A liberdade de não sentir culpa

Entre a culpa e a paz eterna, decidi que em 2023 não ficarei louca

Não importa o quanto você se esforce. Não importa se os quadros estão retos na parede, se você diz sempre as coisas certas, se dorme oito horas por noite. Não importa. Não importa se come chia, se recicla o lixo, se entrega o trabalho no prazo. Não importa. Não importa se faz pilates e está com a lombar em ordem, as mensagens no WhatsApp respondidas, se paga seus impostos, se não cobiça o marido alheio. Não importa. Tanto faz se perde o sono porque a Amazônia está em chamas e a democracia quase foi para o beleléu. Não importa. Alguém sempre dirá que você deve alguma coisa. A sociedade, o vizinho, o hater do Twitter, o telemarketing da Legião da Boa Vontade, o movimento de mulheres que deixam os cabelos brancos, o grupo de apoio ao macho em desconstrução, a patrulha do “todes”. Não importa.

Eu acordo e, se depender dos outros, já começo o dia devendo. Porque dormi até tarde, comi bacon no café da manhã, não arrumei a cama, as plantas estão sem água, trato os gatos como crianças mimadas, tomei dois expressos e nenhuma água. Prometi que hoje seria diferente, mas ontem terminou do mesmo jeito.

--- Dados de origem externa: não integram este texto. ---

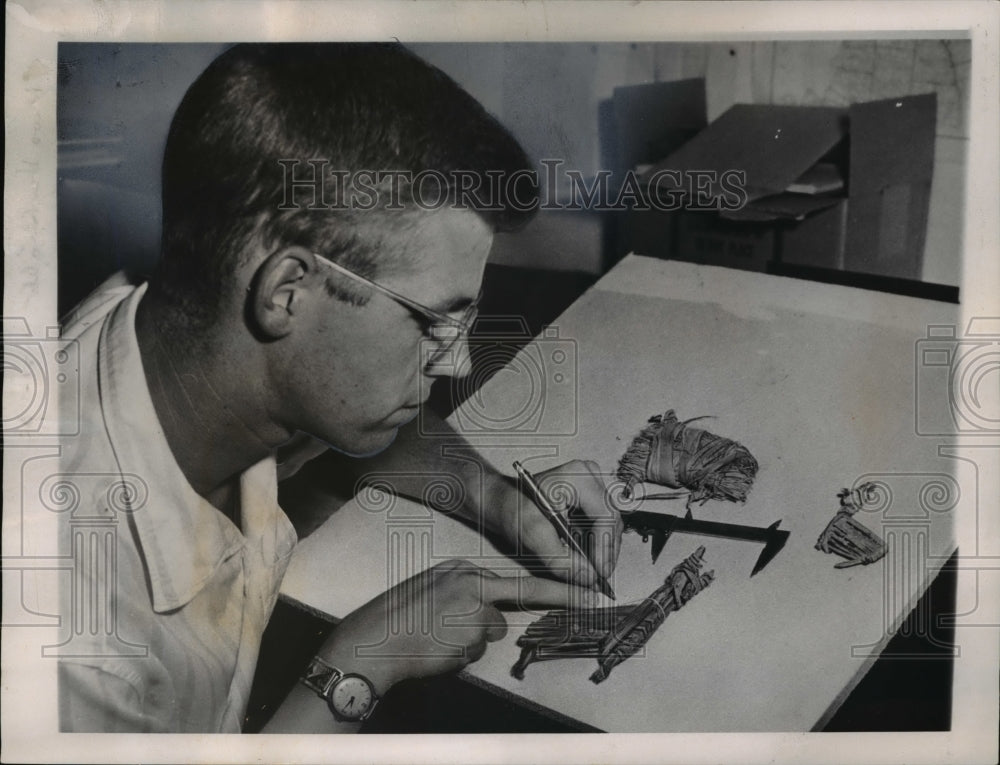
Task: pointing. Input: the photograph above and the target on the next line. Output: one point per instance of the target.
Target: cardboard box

Uma série maratonada, uma garrafa de vinho vazia. De novo, falhei em meu propósito de não beber durante a semana, correr de manhãzinha e aproveitar o dia tão lindo lá fora. Sei que deveria me sentir culpada. Por quê? Sei lá. Porque culpa é uma bandeira do século 21.

As pessoas vendem livros porque se culpam. Dão palestras. Dividem a culpa com milhares de outros culpados. É uma epidemia de culpa, mas ao menos tem gente que percebeu que a culpa paga boletos. Já eu, eu não sinto culpa, mas todos os dias alguém me lembra que estou errada, claro. Ter paz e tranquilidade é coisa de gente privilegiada. E desde que a monja Coen deu para reclamar até de futebol, talvez eu deva me estressar um pouquinho com a minha própria calma.

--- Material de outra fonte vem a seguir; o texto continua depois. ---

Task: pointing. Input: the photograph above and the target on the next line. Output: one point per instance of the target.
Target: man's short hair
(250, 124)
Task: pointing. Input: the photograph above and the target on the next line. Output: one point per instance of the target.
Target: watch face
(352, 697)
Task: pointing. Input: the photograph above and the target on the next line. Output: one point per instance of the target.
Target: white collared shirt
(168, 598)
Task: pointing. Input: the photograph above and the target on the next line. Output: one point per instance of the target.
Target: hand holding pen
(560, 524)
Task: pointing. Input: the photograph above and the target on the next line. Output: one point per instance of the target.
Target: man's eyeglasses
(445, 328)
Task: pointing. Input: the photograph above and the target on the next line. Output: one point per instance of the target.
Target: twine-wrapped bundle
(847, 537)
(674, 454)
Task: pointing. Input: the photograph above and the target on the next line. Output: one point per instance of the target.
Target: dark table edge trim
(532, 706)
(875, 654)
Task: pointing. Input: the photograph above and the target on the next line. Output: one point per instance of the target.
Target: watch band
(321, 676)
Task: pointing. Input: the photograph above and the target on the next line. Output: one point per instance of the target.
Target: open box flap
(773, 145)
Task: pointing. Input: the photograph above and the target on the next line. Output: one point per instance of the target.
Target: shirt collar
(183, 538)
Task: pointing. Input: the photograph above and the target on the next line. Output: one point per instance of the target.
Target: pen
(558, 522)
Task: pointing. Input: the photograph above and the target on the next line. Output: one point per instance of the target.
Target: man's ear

Por que mesmo tenho que acordar cedo? Porque o mundo acorda cedo e muitas mães já acordaram e já mandaram seus filhos para a escola e passarão o dia cansadas porque dormiram pouco e não têm um segundo de paz num dia dividido entre trabalho, filhos, vida social. Não conseguem fazer a maldita unha. Por que eu deveria me sentir culpada? Porque disseram que eu não posso reclamar que não tenho tempo para nada porque não tenho filhos.

Eu me solidarizo, mas não sinto a menor culpa por ter escolhido outra vida. Talvez eu devesse ser uma filha mais presente, uma esposinha menos estressada, uma amiga menos egoísta. Como profissional, falho. Entre a culpa e a paz eterna, decidi que em 2023 não ficarei louca.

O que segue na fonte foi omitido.